(20 Dic 23) Come ognun ben sa, il Natale deriva dalle antiche feste saturnali romane, e quindi pagane, del "sole invitto", del trionfo del giorno sulla notte, della luce sul buio, della vita sulla morte. Per traslato, simboli del Natale sono diverse piante che qui ci piace prendere in considerazione: non tanto e non solo l'albero di Natale, che va identificato con l'abete rosso (in origine mancante in Romagna) e il cui uso è di importazione nordica e relativamente recente, quanto il vischio, l'agrifoglio e il pungitopo…. Per inciso, solo quest'ultimo fa parte della flora autoctona della Vena del Gesso, mentre i primi due, belli e importanti fin che si vuole, sono introdotti dall'uomo.
E allora iniziamo proprio dal vischio, spettacolarmente presente al Carnè su "alberi tutori" che nella fattispecie sono sorbi domestici, l'uno e gli altri sempre piantati artificialmente, sia pur con risultato di aspetto molto "naturale", decorativo e, perché no, assai bello.
Il vischio è un semi-parassita. "Semi" perché non "ruba" altro che la linfa grezza della pianta che lo ospita, provvedendo poi ad elaborarla da solo. E' infatti una pianta dotata di clorofilla e quindi capacissima di fotosintesi. Non ha vere e proprie radici ma solo degli "austori" emessi a mo' di trapani dal seme (a sua volta incastrato su una corteccia e vedremo perché) finchè non raggiungono un vaso linfatico portatore di acqua e sali minerali. Sulla corteccia lo ha portato un uccello, merlo o ghiandaia ad esempio, nel tentativo di pulirsi il becco rimasto appunto "invischiato" dopo un piccolo banchetto a base di frutti di vischio.
In Romagna c'è un vischio autoctono che però non è quello natalizio, sempreverde e con bacche bianco-lattee (Viscum album), bensì caducifoglio, con bacche giallo-dorate e strettamente legato alle querce (Loranthus europaeus). Non è neanche comune, anche se di certo la sua diffusione è sottostimata per via della sua ovvia, non facile visibilità. Il vischio che si regala a Natale, Viscum album appunto, proviene originariamente dal centro Europa e non a caso ha attirato l'uomo fin dall'antichità: pianta sacra e magica per i Celti e per le popolazioni germaniche, porta anche fortuna e si capisce: ciò che è strano risulta facilmente prodigioso e per questo baciarsi sotto un vischio non può fare che bene, provare per credere!

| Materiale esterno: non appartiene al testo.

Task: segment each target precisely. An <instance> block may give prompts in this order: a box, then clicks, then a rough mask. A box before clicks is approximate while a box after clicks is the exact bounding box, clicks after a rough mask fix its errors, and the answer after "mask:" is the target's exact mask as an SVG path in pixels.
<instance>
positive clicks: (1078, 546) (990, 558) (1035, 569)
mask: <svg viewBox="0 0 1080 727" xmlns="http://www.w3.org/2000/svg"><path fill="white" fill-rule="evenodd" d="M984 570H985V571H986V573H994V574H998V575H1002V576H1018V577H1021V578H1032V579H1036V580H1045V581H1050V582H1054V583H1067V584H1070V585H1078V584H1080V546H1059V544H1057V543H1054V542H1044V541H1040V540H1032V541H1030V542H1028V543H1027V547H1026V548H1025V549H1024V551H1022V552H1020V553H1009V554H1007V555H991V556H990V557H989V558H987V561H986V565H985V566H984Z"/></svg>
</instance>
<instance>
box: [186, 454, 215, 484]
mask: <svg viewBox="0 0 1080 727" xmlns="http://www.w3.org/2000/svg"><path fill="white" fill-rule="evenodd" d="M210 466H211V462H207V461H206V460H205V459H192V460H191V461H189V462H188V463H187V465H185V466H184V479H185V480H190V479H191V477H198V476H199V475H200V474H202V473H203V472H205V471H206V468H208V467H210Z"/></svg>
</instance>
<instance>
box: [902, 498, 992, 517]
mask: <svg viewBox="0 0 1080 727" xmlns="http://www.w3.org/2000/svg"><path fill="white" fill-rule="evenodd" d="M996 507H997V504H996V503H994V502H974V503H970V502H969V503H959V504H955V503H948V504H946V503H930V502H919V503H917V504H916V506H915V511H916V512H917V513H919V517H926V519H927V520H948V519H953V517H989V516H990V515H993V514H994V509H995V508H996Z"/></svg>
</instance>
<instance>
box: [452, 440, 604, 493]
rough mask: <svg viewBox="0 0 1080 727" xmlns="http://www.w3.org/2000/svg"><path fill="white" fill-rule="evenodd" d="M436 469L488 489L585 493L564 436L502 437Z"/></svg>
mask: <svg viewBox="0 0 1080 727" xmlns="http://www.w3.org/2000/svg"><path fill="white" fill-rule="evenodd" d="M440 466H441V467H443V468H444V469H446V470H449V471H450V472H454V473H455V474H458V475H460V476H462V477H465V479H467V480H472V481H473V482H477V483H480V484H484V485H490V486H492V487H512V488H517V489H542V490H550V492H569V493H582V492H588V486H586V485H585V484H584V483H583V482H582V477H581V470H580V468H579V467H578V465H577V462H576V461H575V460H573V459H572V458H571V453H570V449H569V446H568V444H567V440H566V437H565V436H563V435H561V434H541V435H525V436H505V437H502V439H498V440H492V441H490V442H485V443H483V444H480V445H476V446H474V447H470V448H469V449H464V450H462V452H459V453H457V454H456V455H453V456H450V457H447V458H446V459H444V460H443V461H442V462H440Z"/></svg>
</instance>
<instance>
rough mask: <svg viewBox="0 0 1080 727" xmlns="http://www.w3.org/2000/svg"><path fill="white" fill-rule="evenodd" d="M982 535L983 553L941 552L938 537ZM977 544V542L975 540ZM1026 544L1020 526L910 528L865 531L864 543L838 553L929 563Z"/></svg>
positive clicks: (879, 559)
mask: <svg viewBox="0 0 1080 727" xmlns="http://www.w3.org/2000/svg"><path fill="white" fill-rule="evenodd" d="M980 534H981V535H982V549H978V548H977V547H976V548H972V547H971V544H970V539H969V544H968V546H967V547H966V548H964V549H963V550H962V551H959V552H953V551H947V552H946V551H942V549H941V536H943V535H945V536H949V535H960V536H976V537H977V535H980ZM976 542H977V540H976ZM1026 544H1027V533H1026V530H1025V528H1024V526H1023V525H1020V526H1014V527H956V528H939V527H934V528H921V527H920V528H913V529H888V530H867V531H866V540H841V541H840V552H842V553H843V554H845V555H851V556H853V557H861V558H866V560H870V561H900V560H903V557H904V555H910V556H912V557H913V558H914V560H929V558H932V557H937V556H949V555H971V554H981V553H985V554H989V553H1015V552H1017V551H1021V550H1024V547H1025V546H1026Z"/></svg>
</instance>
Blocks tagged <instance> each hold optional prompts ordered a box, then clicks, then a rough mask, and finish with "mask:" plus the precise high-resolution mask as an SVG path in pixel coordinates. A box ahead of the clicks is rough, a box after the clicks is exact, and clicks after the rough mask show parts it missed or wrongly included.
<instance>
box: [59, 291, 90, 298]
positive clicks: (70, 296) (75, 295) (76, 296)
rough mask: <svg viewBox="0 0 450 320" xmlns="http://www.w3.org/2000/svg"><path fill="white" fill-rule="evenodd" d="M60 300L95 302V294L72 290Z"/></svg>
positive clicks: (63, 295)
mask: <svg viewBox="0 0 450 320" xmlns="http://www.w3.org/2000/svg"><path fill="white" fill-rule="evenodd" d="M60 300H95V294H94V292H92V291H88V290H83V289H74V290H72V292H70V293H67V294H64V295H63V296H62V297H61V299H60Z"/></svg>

Basta andare al Carnè: 100 metri prima del rifugio, appena a valle della strada, noterete una fila di sorbi tutti "parassitati" dal vischio. A proposito: le piante ospiti non soffrono più di tanto perché l'unico danno consiste in un piccolo surplus di lavoro per succhiare linfa grezza in quantità leggermente superiore al necessario. Certo, in casi estremi questo "leggermente" non esiste più e in prossimità della Vena del Gesso ne abbiamo un esempio clamoroso sulla "Casolana" in località Cuffiano, con una ventina di tigli letteralmente strapieni di vischio che ora, d'inverno, sono uno spettacolo. "Partirono" oltre trent'anni fa dalla robinia dell'aia della vicina casa e si sono diffusi rapidamente, ma per baciarvi – anche solo per ragioni di traffico – è meglio spostarsi nel più romantico Carnè.
Effettuato il baciamento, già che ci siete, guardatevi attorno. Sempre lì ci sono dei bellissimi agrifogli. Le femmine – trattandosi di una specie dioica, quindi con sessi separati per individui – hanno le beneaugurali bacche rossissime. Per la sua rarità l'agrifoglio è protetto sull'intero territorio regionale, dove però allo stato spontaneo è limitato alle faggete più integre (ad es. Foreste Casentinesi). Sulla Vena del Gesso è stato introdotto chissà quando in parchi e giardini e roccoli (in questi ultimi a scopo venatorio).
Per confusione (anche voluta) con l'agrifoglio, a Natale si regale pure il pungitopo, che con il primo condivide l'aspetto dei frutti. Il pungitopo, sulla Vena, lo trovate quasi ovunque, tipicamente nel sottobosco dei querceti a roverella. In Emilia-Romagna è comune, molto più dell'agrifoglio, tuttavia più che raccoglierlo è consigliabile divertirsi a cercarlo, guardarlo e poi, per ricordo, conservare una fotografia. Buon Natale.